The water shrine was quite pretty. It was early afternoon and the tide was in so we were surrounded by water, refracted light reflecting on the ceilings of the covered walkways and off the enormous camera lenses carried by gawking tourists.
We opted to hike up the well marked, manicured trails to the top of Mount Misen, rather than pay for the cable car ,and we saw only a few people and said konnichi wa to every one of them. Apparently it is a “primeval forest” but it was nothing compared to the giant trees at Koyasan. There was a lovely shrine near the top designated for LOVERS. We cried a little because we were all alone.

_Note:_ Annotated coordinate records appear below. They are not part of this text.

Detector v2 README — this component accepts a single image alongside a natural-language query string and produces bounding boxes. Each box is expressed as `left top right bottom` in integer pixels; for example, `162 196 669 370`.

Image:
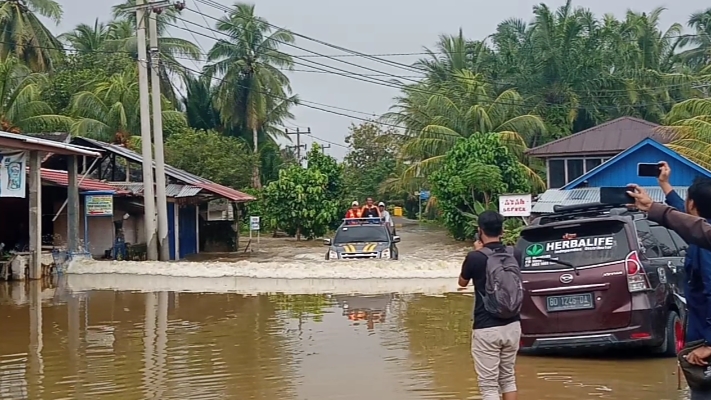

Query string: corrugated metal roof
0 131 101 157
107 182 202 198
74 138 256 202
527 117 669 158
531 186 687 214
40 168 128 194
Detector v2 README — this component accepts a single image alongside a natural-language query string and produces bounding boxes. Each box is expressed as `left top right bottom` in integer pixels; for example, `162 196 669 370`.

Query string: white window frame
546 156 612 189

We made it to the top of Misen in about 45-50 minutes, a lark compared to the hour and a half the signs had threatened. The view was amazing. When I imagined Japan in my mind, I never pictured it so tropical: all around was lush coastline and islands, covered in green mountains whose ridges and valleys looked uncannily like those in Hawaii. The sun was shining and we had ice cream covered in a cardboard-like waffle and all was right with the world. We made a few attempts at photos but my camera remote was seemingly firing at random, so must of them came out with us looking rather befuddled.
After a knee-popping descent down concrete stairs from Misen’s summit, we strolled through some of the touristy streets in the little town, stopping for grilled oysters and momiji, soft waffle-like cookies in the shape of a maple leaf, filled with delicious things such as red bean, custard, chocolate and cream cheese (all of which we tried). I picked up a box as omiyage for Julie and Hiroki. Also present in the town was the world’s largest rice paddle, truly something to cross off every traveler’s dream list.
In a glimpse at every day life on Miyajima, at the ferry terminal, a deer tried to stroll into the building and a lady, clucking her tongue, used a cardboard sign to shoo the deer away, walking it down the sidewalk and gently tapping its butt with the sign. Other deer stood like statues at the entrances of stores, gazing longingly at neatly wrapped boxes of cookies, their hooves resting just against the invisible threshold of inside.
As we sailed away, the island was cast in the glow of the fading day. I couldn’t help but gaze back wistfully, watching it shrink behind the ferry, the red torii standing tall, a monument that both welcomed and said farewell to the Miyajima’s visitors. Miyajima did have a strong tourist presence, but the island still felt magical, tucked in amongst its exquisite surroundings and marked by the sacred gate, floating in the sea.